Segundo a polícia, as armas usadas contra a menina incluíam um facão, um pé-de-cabra e um martelo. Wimbish também é acusado de dilacerar um dos dedos da menina, sufocá-la contra uma porta e forçar a criança a usar a mão para tocá-lo de forma inadequada.

Os médicos legistas do Hospital Infantil de Phoenix alegadamente disseram que a menina teve vários ferimentos graves quando foi tratada no final do ano passado, depois de ter sido tirada da mãe e do padrasto. Esses ferimentos supostamente incluíram 12 ossos quebrados, uma laceração na perna que expôs a tíbia e inúmeras escoriações, hematomas e possíveis queimaduras. A equipe médica também teria dito que vários dos ferimentos da menina estavam infectados e não receberam atenção médica suficiente. Foi também determinado que a criança sofria de desnutrição crónica, afirmaram as autoridades.

Mas essa não é a extensão do alegado abuso.

Em documentos judiciais, a polícia afirma que a menina disse às autoridades que foi instruída por Wimbish e Sergent a mentir sobre quem a estava abusando. Ela também teria contado à polícia que sua mãe quebrou o nariz e queimou a perna e que o casal a forçou a usar drogas com um canudo. Além disso, a menina teria dito à polícia que Wimbish disse a outra criança da casa para bater na menina. Essa outra criança teria dito à polícia que tinha visto Wimbish e Sergent dar um soco no rosto da garota.

Os efeitos aparentes desses alegados esforços para forçar a menina a subterfúgios sobre o seu abuso foram aparentemente confirmados ao longo de duas entrevistas forenses. Durante a primeira entrevista, a vítima atribuiu parte do comportamento abusivo a um de seus tios. Ele negou qualquer irregularidade e disse à polícia que viu Wimbish e Sergent batendo na garota durante novembro e dezembro do ano passado. Na segunda entrevista, a menina teria admitido que lhe disseram para mentir.

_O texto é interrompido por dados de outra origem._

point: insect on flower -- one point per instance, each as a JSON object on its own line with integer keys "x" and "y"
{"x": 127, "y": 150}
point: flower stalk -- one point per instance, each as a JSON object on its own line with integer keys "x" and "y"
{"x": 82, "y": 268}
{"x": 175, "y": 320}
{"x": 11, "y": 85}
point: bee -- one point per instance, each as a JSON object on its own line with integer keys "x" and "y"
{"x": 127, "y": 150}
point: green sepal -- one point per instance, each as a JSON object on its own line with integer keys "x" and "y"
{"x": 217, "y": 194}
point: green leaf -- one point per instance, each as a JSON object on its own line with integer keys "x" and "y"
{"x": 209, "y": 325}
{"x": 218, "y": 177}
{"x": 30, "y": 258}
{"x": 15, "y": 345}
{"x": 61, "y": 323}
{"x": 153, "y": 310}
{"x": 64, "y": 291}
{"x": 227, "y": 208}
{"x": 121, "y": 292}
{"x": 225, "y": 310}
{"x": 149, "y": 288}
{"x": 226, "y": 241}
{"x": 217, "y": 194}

A polícia também entrevistou a irmã de Wimbish, que supostamente disse que muitas vezes via a vítima com os pés e as pernas enfaixados - mas que nunca tinha visto o casal alimentar seu filho, de acordo com o República do Arizona .

Em entrevistas com a polícia, tanto a mãe quanto o padrasto negaram ter qualquer coisa a ver com o abuso. Wimbish supostamente disse que estava ciente de alguns dos ferimentos da menina, mas não perguntou sobre eles.

A menina supostamente disse que o abuso começou depois que Wimbish teve uma tornozeleira removida em dezembro de 2020 e continuou até que ela foi resgatada. Atualmente não está claro para que servia aquele suposto monitor de tornozelo.

Cada um dos réus está atualmente detido na Cadeia do Condado de Maricopa sob fiança de US$ 50.000. Os registros da prisão dizem que Sergent deverá comparecer ao tribunal em 12 de abril para uma conferência de status e em 14 de abril para uma audiência preliminar.

Os números dos casos são CR2022-112217-001 e CR2022-112217-002 no condado de Maricopa, Arizona.